# Laws over relabelling branded products.



## f1989 (May 20, 2009)

Hi there,

I am considering using a company who can print on Fruit of the Loom and American Apparel products for me, and they have also offered me the service of relabelling which I think could be really good for me. 

The only trouble is, I'm a little worried about them removing the labels from such huge brands as these, in case of copyright laws. Does anyone know if it is against the law to remove the labels from these products and replace with my own, and if I will get into serious trouble for doing so?

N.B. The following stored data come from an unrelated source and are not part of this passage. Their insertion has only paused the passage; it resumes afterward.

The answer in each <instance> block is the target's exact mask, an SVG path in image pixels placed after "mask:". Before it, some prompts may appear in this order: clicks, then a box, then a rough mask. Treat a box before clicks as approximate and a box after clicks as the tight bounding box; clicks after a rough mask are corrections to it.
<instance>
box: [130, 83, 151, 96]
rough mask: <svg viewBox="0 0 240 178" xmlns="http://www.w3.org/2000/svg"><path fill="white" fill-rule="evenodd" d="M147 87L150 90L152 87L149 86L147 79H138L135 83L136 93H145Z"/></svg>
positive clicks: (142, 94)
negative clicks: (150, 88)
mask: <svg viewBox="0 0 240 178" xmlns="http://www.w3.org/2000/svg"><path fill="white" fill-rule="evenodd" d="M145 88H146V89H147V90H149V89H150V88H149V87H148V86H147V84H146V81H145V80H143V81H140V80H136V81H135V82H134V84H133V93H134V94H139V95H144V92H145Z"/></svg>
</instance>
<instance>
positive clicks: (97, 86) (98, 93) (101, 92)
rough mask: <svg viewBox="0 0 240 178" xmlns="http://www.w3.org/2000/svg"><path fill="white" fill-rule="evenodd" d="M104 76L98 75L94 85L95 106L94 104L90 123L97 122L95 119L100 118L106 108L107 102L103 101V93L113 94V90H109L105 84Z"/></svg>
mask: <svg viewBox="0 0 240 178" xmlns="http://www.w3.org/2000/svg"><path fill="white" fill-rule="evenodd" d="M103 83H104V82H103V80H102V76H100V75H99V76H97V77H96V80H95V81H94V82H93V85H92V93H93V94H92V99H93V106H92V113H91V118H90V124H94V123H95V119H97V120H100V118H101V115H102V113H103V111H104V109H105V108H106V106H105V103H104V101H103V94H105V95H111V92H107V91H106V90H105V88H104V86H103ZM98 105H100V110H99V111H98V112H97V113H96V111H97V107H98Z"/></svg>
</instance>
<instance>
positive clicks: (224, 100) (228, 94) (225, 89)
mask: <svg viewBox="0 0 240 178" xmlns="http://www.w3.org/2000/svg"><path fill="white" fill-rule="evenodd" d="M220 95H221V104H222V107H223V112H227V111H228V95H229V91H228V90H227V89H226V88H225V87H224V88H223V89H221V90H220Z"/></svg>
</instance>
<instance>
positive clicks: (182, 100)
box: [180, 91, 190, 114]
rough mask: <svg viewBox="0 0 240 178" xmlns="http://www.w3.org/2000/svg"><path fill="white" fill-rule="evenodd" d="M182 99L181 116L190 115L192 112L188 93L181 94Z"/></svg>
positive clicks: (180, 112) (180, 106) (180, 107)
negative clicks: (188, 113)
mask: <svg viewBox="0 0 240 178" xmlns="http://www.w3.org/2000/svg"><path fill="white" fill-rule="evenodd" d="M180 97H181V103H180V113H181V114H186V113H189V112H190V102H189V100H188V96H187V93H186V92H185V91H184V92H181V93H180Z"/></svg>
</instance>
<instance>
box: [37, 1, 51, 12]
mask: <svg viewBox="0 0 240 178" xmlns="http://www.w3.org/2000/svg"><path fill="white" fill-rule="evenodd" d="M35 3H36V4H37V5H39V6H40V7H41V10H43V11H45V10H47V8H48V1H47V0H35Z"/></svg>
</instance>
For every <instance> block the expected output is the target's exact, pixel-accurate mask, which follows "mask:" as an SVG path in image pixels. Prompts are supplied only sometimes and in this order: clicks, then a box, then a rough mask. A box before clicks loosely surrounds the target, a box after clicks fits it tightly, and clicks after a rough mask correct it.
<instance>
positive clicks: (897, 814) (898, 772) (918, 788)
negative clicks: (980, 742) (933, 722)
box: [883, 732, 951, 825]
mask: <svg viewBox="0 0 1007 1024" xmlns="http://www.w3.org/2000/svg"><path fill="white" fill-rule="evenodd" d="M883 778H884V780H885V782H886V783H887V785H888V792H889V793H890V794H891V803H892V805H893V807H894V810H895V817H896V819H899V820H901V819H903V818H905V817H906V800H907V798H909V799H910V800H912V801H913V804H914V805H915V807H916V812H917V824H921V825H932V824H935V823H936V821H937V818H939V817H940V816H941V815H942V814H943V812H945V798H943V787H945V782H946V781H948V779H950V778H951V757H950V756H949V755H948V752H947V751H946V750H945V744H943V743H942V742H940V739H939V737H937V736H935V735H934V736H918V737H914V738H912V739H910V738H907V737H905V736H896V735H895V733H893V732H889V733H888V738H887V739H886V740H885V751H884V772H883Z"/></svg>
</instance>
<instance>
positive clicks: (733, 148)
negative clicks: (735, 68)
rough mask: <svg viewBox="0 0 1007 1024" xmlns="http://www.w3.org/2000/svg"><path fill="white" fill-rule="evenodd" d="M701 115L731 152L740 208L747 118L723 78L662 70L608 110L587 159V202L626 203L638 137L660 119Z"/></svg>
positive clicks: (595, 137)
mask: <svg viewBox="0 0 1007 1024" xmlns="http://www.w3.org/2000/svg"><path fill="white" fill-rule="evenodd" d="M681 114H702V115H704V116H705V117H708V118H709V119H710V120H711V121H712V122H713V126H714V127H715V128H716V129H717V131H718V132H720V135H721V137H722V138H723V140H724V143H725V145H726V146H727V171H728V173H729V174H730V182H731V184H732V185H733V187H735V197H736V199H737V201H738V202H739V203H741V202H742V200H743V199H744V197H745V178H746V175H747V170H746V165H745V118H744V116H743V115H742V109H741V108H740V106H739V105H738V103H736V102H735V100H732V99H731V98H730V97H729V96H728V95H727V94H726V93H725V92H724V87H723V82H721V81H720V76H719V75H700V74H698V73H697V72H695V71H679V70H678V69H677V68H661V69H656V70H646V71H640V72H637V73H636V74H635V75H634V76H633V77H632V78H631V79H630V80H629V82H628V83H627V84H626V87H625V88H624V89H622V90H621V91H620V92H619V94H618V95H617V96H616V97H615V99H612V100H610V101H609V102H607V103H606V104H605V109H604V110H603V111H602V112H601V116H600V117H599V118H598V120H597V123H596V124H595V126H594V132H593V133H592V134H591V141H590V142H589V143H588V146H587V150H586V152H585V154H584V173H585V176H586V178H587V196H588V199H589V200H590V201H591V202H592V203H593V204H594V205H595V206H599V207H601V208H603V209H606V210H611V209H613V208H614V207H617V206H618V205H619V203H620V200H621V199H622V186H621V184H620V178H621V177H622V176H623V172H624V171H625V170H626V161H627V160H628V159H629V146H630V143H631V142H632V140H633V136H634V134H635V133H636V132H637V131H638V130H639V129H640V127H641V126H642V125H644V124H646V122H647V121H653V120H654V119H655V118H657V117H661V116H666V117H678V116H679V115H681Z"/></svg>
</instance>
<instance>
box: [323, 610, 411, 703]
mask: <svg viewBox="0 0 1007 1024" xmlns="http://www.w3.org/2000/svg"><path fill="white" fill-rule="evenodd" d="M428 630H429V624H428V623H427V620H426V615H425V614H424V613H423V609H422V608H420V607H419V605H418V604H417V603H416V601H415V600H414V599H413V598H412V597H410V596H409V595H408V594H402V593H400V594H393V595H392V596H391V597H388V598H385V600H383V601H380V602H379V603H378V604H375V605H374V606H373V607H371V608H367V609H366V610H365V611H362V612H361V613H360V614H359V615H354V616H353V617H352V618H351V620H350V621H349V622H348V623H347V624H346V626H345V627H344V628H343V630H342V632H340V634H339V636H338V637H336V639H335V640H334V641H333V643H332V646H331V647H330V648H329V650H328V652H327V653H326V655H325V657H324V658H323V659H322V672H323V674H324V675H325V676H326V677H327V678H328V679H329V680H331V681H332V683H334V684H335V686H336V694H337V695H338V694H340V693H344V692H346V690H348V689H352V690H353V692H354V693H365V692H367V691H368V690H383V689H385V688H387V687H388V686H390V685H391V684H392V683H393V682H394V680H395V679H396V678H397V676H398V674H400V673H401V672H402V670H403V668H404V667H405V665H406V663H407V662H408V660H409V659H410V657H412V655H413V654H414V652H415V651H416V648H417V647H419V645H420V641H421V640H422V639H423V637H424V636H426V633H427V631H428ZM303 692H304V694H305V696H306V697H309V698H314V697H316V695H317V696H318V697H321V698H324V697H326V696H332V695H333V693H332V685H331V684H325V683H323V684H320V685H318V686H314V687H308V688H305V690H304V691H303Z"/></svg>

Any advice is most appreciated!


----------



## Solmu (Aug 15, 2005)

Relabelling those shirts is fine, provided the new label meets the FTC's labelling regulations.


----------



## f1989 (May 20, 2009)

Thanks for the quick response! I'll look into it now


----------



## Solmu (Aug 15, 2005)

I see from your other posts that you're in the UK; in that case it's not the (U.S. based) FTC you need to worry about. But the UK laws are substantially similar, and the answer is the same.

Still, it's a good idea to fill out your location in your profile, or people will assume you're from the U.S. when asking questions like these.


----------



## LYF Apparel (May 27, 2009)

I don't think that is a problem. From what I've been told and what I've learned is that this is done by most startup designers. Unless you're going to cut and sew your own Ts this is the best choice.


----------